Un autre “Blanc Matignon” en Guadeloupe, sur France 3 : une communauté unique

Un autre “Blanc Matignon” en Guadeloupe, sur France 3 : une communauté unique

Image extraite d'un film

France 3 – Lundi 20 juin à 00h15 – Documentaire

Les “Blancs-Matignon” sont les descendants de ces colons arrivés en Guadeloupe à la fin du 17ème siècle.e siècle, à la suite de Léonard Matignon, plus connu sous le nom de “La Creuse”, qui s’implanta ensuite dans le nord-est de l’île de Grande-Terre, après la première abolition de l’esclavage, en 1794. Des colons blancs rebelles, qui s’enfuirent à l’intérieur des terres, notamment aux Grands-Fonds, dans la région du Moule, au nord de l’archipel guadeloupéen. Depuis, le terme « Matignon » est devenu un terme d’argot désignant les habitants de cette enclave.

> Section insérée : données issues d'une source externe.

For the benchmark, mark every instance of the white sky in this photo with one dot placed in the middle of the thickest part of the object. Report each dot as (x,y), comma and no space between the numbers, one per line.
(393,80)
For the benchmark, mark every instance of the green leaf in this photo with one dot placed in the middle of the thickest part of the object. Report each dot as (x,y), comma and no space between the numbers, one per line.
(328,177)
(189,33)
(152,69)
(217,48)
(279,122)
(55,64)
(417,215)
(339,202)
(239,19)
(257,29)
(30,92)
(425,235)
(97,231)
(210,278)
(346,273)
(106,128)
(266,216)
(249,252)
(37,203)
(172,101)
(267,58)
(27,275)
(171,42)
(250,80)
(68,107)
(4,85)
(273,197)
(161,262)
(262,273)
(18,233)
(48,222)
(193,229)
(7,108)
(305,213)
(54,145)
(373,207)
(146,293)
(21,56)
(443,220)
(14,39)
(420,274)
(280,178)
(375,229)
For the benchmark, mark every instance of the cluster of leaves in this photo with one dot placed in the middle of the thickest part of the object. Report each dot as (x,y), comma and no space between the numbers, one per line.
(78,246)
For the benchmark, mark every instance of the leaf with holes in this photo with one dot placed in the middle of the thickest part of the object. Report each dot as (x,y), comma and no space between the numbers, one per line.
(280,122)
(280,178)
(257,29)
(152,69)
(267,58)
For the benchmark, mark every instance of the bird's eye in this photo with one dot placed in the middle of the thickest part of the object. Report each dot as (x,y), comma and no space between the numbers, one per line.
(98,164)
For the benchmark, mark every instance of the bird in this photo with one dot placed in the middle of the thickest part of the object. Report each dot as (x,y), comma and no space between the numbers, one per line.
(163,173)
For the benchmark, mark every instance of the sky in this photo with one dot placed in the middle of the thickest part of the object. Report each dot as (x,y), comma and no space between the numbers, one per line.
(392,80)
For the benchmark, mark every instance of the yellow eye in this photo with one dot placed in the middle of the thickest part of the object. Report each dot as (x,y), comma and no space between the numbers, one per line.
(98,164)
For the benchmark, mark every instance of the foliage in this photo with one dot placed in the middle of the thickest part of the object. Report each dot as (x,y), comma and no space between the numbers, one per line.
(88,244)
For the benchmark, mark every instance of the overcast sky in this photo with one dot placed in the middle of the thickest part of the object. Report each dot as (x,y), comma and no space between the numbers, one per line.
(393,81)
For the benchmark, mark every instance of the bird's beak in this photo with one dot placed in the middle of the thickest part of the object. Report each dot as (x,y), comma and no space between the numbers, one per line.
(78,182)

Le dernier Blanc Matignon de Guadeloupe Il retrace leur quête pour retrouver une trace de leurs ancêtres et, en même temps, leur identité. “Ce qui distingue l’appellation ‘Plan Matignon’, c’est qu’à une certaine époque ils ont tous continué à se multiplier entre eux avant de se mélanger.”, ont noté deux de leurs petits-enfants, Estelle et David. Issus de métissages, ils réalisent, au fil de leurs rencontres avec leurs cousins ​​ou ancêtres un peu éloignés, qu’ils ont du mal à se dégager de cette étiquette.

Les blessures du passé seront-elles cicatrisées quand certains, encore figés dans leur communauté de Blancs aux yeux bleus qui parlent plus créole que français – comme d’anciens esclaves plutôt que d’anciens maîtres – continueront à garder leur sang pur ? Autant que possible?

“Entre l’arbre et l’écorce”

Même si leurs ancêtres, d’origine modeste mais dont la parcelle leur a été cédée, possédaient aussi des esclaves, ils se distinguaient des Pékes, descendants des grandes familles riches qui s’emparèrent des terres antillaises et pour lesquelles le système de la traite négrière maintenant un crime contre l’humanité a été mis en application.

Il n’y a pas si longtemps, les mariages ou alliances mixtes faisaient encore l’objet de préjugés et de réactions hostiles. Désormais, on mixe, on mixe, on devient Guadeloupéen, même si rien ne s’efface. Car, comme le rappelle l’artiste Jocelyn Akwaba Matignon, il est né d’un père noir Pointe-à-Pierre et d’une mère Blanc Matignon, “L’écorce et l’arbre de vie entrelacé”.

« Qui suis-je ? Suis-je français, suis-je guadeloupéen ?Un de ces fils pose des questions sur le croisement. “Votre famille était composée d’esclaves et de propriétaires d’esclaves.”lui dit-il dans une réponse éloquente “vieil homme”.

“Repas pour les pauvres”

Estelle et David marchent vers leur passé, sans vraiment l’affronter. “Il y a d’autres membres de la famille qui se sont tournés vers le métissage. Je n’ai pas voulu prendre de risque.”, leur dit un de leurs cousins, de cette souche. Lorsqu’ils se réunissent pour un déjeuner en famille, l’hôtesse le prépare pour la caméra “Ce n’est pas un Blancs-Matignon, c’est la Guadeloupe.” Pris par un invité : “C’est de la mauvaise nourriture.”

A l’entrée du port de Pointe-à-Pitre se trouve le Musée de la Mémoire et de l’Histoire de l’Esclavage. Cela fait bizarrement l’impasse sur ces « Blancs-Matignon », qui font aussi partie de l’histoire de la Guadeloupe.

Le dernier Blanc Matignon de GuadeloupeEt le Écrit par Michel Renett et Mariette Montpierre (Fr., 2022, 52 min). Le documentaire est déjà disponible sur le Portail des Outre-mer.